Judge Richard Tallman stressed the same issue in his dissenting opinion. “Separating religious worship from other religious speech inevitably leads to state entanglement in religion” and is beyond the government’s authority, he said.

The Bush administration entered the case on the side of the church, arguing last fall that barring worship services, while allowing social and political groups to meet at the library, would violate the religious group’s freedom of expression.

“Religious worship is also communicative,” the Justice Department said in its brief. “Hymns and prayers are expressions among believers, and to observers, of their common faith.”

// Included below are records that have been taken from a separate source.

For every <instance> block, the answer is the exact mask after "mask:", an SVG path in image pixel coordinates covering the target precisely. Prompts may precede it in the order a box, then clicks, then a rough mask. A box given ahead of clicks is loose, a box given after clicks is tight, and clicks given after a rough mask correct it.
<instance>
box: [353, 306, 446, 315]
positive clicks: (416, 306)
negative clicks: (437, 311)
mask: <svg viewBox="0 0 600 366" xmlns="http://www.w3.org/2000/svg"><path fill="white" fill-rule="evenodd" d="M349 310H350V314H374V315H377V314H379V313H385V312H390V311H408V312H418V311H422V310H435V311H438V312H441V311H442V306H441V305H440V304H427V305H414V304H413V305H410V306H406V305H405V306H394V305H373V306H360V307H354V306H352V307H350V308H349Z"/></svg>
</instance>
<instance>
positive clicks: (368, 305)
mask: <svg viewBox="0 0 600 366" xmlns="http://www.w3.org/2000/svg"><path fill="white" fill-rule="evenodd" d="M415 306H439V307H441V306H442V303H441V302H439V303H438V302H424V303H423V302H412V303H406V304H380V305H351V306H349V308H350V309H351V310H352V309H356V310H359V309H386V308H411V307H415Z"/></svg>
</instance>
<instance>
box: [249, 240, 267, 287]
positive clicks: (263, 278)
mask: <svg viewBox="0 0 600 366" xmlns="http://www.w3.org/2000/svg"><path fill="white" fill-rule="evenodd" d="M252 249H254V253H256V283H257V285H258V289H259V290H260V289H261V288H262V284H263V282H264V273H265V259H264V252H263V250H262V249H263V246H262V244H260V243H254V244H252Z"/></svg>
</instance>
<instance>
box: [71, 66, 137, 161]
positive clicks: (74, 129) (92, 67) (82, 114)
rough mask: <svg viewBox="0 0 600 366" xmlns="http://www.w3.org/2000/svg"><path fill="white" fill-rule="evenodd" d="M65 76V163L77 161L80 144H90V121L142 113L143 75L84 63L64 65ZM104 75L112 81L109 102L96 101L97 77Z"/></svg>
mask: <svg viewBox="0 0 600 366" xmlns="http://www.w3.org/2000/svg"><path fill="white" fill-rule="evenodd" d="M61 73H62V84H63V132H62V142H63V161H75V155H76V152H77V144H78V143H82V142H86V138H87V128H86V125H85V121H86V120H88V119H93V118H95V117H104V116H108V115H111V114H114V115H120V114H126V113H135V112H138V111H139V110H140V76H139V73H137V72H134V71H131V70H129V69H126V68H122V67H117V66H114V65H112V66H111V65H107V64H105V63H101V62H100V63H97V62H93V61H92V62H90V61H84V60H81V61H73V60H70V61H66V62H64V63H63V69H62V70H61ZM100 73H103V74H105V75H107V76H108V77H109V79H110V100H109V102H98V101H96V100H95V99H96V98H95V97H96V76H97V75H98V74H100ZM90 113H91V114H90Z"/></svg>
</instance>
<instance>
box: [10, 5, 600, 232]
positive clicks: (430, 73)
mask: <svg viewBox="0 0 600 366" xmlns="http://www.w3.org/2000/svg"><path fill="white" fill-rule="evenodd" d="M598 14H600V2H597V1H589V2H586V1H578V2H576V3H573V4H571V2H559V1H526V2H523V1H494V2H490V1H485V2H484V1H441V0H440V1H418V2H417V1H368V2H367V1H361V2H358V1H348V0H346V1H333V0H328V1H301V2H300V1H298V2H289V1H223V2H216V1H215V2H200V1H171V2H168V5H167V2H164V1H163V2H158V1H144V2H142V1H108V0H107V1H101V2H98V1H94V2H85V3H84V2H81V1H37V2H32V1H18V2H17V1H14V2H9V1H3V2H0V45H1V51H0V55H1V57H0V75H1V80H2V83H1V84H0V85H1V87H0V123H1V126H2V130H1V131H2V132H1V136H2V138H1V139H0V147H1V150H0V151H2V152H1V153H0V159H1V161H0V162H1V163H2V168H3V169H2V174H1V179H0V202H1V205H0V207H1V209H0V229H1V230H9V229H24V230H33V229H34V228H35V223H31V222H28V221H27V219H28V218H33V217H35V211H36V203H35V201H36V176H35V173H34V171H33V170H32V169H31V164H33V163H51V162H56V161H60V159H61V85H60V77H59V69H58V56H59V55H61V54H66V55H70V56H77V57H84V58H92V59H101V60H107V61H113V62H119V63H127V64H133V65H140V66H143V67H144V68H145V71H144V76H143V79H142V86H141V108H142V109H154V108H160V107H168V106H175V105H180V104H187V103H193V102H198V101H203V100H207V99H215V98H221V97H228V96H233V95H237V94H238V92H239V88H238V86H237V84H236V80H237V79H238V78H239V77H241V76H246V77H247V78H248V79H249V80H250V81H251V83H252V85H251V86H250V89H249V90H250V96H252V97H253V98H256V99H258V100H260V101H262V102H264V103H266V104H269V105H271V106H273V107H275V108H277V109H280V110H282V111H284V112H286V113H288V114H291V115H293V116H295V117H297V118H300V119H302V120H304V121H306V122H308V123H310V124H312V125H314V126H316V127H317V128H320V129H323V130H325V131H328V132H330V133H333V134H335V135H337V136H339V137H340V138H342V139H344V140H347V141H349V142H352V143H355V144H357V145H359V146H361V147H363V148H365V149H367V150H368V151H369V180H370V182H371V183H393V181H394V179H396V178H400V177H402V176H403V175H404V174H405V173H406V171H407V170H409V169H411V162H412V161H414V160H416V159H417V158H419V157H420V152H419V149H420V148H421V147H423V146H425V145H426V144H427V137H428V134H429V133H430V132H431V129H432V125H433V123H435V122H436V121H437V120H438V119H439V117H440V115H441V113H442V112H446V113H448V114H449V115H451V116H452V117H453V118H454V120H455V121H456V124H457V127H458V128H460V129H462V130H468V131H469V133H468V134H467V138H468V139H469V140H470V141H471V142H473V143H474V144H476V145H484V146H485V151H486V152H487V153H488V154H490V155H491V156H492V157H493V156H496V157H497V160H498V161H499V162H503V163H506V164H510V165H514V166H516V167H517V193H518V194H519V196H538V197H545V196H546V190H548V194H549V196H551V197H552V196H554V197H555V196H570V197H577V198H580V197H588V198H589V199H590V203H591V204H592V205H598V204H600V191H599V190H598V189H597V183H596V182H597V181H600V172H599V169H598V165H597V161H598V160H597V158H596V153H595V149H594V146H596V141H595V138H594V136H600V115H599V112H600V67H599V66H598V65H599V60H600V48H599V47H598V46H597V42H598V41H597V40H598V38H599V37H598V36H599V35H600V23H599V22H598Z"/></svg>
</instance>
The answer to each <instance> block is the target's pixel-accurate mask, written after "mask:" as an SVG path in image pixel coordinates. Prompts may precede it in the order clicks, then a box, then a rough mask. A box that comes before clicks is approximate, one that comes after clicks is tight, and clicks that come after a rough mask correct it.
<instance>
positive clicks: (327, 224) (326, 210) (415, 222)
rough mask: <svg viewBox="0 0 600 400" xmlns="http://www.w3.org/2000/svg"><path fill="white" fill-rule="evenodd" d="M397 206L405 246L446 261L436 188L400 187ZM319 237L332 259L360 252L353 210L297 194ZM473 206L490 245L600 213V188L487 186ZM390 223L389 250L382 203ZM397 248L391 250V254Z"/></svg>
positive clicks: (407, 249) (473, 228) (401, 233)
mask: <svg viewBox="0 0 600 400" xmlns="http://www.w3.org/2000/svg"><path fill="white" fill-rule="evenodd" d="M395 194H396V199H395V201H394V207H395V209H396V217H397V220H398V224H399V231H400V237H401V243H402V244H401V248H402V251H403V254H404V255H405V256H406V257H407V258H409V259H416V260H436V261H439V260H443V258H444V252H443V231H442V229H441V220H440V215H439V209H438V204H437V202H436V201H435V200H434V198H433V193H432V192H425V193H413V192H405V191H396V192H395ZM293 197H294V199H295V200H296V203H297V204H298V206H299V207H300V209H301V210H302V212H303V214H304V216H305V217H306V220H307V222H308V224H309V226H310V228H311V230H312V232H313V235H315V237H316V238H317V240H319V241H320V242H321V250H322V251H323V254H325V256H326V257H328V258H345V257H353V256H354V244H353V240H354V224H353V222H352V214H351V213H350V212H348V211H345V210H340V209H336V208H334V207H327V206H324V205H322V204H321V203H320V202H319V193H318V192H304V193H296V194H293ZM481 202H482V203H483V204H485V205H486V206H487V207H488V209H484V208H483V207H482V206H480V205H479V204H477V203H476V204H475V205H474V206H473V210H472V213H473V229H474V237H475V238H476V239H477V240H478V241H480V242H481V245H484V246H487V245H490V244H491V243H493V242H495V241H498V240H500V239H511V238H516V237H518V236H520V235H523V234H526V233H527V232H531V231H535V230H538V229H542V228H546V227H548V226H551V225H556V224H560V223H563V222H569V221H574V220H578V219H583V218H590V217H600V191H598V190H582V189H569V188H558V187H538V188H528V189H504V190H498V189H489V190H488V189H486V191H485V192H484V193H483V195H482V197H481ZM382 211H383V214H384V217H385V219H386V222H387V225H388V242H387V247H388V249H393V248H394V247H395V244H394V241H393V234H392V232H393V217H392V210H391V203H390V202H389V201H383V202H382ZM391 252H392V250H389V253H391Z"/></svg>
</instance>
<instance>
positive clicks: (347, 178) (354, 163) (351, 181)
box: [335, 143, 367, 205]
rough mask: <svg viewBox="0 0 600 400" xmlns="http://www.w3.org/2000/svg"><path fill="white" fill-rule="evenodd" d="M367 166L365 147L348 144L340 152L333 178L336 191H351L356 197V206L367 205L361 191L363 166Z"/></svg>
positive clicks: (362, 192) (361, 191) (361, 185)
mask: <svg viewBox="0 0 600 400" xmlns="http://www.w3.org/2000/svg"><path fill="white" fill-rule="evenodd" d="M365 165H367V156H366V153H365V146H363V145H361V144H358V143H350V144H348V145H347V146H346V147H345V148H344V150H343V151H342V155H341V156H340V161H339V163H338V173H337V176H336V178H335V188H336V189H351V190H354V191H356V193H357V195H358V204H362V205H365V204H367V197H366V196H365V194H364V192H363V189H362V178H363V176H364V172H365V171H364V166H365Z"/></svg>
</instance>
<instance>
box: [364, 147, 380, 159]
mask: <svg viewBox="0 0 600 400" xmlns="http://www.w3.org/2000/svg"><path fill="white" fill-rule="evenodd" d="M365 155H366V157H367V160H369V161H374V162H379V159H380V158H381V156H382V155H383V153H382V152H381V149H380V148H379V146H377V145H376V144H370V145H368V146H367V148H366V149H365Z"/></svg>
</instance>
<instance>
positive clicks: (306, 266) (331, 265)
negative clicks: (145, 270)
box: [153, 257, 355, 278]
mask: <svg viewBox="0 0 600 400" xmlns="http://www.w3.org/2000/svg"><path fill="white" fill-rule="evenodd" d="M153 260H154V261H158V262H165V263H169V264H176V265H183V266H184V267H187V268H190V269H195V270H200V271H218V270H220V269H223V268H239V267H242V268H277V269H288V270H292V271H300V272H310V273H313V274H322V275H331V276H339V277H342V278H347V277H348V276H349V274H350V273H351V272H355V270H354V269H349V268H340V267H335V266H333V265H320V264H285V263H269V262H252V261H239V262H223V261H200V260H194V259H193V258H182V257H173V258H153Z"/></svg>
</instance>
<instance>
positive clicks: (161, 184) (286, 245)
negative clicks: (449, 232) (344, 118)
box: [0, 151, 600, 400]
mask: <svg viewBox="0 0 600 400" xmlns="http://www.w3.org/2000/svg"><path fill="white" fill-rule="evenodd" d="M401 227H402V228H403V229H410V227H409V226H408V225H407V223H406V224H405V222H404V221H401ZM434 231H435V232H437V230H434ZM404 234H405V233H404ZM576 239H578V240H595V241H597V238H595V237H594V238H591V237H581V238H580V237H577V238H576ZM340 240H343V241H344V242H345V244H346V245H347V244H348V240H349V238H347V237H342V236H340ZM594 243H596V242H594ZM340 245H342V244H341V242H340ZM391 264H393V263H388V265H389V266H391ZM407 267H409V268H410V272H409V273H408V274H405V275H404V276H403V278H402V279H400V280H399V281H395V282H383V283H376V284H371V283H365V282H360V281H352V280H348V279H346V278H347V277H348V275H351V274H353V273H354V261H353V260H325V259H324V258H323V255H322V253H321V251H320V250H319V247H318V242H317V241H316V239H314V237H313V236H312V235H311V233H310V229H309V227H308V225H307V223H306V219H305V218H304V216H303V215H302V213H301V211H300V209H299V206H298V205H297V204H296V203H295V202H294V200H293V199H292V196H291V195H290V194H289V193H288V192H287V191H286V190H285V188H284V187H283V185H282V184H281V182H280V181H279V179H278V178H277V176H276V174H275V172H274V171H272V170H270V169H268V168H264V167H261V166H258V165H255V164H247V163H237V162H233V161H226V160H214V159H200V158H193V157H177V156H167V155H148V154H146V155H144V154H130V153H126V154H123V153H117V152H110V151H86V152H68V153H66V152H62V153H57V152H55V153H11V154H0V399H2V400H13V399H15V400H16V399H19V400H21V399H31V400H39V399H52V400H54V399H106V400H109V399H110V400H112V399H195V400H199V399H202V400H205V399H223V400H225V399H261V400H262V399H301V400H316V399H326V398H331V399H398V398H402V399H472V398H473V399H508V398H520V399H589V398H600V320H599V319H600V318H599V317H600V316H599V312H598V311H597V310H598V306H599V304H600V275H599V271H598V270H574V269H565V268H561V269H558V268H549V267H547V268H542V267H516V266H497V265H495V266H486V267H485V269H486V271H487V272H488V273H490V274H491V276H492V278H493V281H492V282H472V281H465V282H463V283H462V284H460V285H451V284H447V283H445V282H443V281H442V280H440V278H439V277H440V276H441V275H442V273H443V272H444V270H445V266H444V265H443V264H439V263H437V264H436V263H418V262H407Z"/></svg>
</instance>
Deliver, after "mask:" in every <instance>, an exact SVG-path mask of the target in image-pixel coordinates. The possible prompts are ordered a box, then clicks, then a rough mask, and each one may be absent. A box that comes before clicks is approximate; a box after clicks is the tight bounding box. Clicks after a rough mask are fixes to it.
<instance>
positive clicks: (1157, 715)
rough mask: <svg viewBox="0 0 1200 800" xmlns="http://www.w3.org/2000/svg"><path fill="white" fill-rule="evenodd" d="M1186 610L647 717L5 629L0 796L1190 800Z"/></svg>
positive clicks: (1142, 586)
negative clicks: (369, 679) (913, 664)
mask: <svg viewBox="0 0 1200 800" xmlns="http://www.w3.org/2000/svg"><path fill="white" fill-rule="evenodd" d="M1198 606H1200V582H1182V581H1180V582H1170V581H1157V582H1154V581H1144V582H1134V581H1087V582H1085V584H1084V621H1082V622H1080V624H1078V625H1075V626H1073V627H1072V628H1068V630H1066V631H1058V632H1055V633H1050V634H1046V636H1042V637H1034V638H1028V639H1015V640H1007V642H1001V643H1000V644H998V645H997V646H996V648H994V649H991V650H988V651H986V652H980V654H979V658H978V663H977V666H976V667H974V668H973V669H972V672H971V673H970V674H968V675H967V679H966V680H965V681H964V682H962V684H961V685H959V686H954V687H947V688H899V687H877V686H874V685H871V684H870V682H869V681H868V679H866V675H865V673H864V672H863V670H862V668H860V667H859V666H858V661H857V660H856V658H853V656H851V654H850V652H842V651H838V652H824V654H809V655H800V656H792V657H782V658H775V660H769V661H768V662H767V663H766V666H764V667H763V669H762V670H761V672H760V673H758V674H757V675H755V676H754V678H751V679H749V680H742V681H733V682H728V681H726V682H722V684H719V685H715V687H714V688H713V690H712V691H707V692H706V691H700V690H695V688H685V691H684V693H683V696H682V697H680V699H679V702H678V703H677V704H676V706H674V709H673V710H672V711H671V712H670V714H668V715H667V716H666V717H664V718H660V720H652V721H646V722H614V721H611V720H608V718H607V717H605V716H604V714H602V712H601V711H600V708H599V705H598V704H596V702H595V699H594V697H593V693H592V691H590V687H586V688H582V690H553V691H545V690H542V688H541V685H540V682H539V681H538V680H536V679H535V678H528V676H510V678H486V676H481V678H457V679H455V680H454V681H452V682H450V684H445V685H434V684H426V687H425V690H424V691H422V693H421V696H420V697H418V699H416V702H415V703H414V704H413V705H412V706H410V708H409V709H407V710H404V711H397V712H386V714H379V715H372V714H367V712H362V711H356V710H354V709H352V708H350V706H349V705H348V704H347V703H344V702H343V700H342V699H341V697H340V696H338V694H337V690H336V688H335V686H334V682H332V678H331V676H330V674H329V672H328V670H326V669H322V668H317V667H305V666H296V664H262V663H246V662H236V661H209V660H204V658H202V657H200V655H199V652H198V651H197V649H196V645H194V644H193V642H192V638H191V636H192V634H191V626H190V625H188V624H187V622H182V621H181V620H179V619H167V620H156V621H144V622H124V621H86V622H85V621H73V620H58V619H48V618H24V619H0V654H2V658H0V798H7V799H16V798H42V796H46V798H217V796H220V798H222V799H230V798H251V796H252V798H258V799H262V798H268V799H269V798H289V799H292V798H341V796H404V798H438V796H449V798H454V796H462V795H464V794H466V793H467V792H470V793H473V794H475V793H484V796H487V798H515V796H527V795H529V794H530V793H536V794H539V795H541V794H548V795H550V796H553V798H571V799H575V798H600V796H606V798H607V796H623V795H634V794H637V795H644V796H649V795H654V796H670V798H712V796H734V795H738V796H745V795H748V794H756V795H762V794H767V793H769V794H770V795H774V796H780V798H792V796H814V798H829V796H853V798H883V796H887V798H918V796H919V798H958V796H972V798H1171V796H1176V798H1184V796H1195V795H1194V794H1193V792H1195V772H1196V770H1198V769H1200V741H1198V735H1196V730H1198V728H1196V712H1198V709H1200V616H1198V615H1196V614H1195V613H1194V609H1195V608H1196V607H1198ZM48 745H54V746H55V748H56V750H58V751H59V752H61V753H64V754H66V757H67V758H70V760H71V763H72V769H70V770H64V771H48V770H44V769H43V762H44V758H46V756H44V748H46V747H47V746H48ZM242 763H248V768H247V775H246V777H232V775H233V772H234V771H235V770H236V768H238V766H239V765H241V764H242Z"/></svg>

A lawyer for Faith Center said he would appeal Wednesday’s ruling.

“The effect of this decision is to treat Christians and all religious people, who might want to worship in an otherwise public meeting room in a public library, as second-class citizens,” said attorney Gary McCaleb of the Alliance Defense Fund.

But Deputy County Counsel Kelly Flanagan said the county was concerned that allowing prayer services in a public building would amount to an unconstitutional government endorsement of religion.

“We think a library and a church are different things and should stay different,” Flanagan said.

Meeting rooms at the Antioch library, at 501 West 18th St., have been used by community and political groups, including the Sierra Club and a local Democratic Party chapter. The county initially banned all religious activities in the rooms, but, after Faith Center filed suit, modified the exclusion in December 2004 to prohibit only religious services.
Of course, a library and a political meeting house are different things too. Yet the library is quite happy to be a political meeting house.

This is nothing more nor less than discrimination against Christians, in a liberal California county.

And it was approved by the same liberal Ninth U.S. Circuit Court of Appeals what said the words “under God” in the Pledge of Allegiance are unconstitutional.